Con el tiempo y no pocos esfuerzos pudieron hacerse con una cabaña, y montaron una destilería de alcohol de patata, que otra cosa no daba el huerto. Con eso se arreglaban y cuando nació el niño, Isolina fue feliz unos meses, hasta que se revelaron los graves problemas de salud del pequeño, que amargarían la vida de los padres. Edgardo trató de huir de la realidad buscando distracciones licenciosas fuera del hogar, e Isolina adoptó la costumbre de ocultar por todos los rincones botellas del destilado que producían, del que bebía a escondidas hasta que las penas se volvían turbias y distantes. Y, al menos hasta donde tenemos noticia, ni fueron felices ni comieron perdices.

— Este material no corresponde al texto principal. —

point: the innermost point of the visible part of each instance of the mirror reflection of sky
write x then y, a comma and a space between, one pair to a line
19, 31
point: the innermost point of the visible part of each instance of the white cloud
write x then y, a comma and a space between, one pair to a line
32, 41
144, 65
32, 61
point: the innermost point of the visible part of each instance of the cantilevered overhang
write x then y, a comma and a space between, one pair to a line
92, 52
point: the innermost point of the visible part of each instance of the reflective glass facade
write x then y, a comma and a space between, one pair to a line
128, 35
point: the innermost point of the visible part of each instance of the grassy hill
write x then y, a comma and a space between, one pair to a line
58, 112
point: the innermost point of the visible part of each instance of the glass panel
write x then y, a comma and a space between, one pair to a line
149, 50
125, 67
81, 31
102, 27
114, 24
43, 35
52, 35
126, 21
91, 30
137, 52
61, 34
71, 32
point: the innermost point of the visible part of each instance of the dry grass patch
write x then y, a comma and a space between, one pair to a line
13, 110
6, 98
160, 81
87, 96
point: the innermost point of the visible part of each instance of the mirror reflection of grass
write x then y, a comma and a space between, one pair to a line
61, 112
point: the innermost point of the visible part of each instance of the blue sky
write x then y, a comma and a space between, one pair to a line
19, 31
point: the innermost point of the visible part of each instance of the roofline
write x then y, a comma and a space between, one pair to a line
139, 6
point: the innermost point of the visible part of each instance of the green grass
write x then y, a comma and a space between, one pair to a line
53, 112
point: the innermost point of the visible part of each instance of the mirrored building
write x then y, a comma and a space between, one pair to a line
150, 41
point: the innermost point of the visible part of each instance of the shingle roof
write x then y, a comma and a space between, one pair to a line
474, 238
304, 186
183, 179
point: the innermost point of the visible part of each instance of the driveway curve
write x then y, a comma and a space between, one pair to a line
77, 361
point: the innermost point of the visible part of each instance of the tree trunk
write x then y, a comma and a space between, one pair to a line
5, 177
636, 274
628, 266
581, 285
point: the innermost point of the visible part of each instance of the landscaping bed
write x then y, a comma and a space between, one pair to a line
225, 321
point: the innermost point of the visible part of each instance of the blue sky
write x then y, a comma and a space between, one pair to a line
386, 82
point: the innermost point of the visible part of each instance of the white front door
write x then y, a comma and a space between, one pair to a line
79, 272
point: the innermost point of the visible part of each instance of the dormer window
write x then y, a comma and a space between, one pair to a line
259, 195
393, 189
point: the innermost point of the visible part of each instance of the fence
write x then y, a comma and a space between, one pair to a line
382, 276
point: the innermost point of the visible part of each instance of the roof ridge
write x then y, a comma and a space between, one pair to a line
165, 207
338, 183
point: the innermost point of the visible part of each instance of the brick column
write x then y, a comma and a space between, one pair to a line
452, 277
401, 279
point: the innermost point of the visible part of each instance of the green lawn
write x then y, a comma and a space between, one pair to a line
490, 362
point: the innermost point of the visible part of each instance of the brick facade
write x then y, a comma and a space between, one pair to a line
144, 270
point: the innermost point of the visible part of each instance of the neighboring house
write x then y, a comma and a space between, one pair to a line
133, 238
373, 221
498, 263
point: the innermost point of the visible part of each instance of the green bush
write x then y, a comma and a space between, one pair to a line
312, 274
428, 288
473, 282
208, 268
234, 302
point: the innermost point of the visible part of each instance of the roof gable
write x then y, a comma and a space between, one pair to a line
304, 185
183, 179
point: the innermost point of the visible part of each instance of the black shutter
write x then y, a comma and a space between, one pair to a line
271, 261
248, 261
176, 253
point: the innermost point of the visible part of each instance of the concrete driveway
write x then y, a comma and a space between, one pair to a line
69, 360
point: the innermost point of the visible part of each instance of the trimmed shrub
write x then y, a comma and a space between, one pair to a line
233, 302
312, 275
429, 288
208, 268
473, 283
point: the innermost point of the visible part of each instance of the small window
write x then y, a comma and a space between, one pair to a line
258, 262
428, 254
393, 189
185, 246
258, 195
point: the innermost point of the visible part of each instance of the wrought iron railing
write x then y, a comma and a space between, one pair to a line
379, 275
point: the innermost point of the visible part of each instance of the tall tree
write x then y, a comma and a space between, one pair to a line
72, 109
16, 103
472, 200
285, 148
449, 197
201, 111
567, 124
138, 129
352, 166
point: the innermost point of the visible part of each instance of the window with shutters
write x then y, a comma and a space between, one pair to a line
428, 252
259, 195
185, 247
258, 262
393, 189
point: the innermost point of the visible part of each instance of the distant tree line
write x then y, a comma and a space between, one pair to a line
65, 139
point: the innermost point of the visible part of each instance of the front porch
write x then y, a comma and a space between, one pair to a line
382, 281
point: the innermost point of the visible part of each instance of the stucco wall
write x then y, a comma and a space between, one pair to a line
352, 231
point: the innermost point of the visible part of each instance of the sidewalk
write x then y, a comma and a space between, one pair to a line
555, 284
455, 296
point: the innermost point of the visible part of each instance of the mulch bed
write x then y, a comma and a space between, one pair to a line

Y es que hay cuentos que terminan como la vida misma.
1 comentario:
Sutil (casi con humor negro) transición de cuento maravilloso a cuento realista,con algunas salpicaduras irónicas que la van configurando.
Es llamativo el espacio que ocupa en el cuento la bruja Maruja. ¿Será que Pedro Crespo se identifica con ella, porque es igualmente hábil en lo suyo?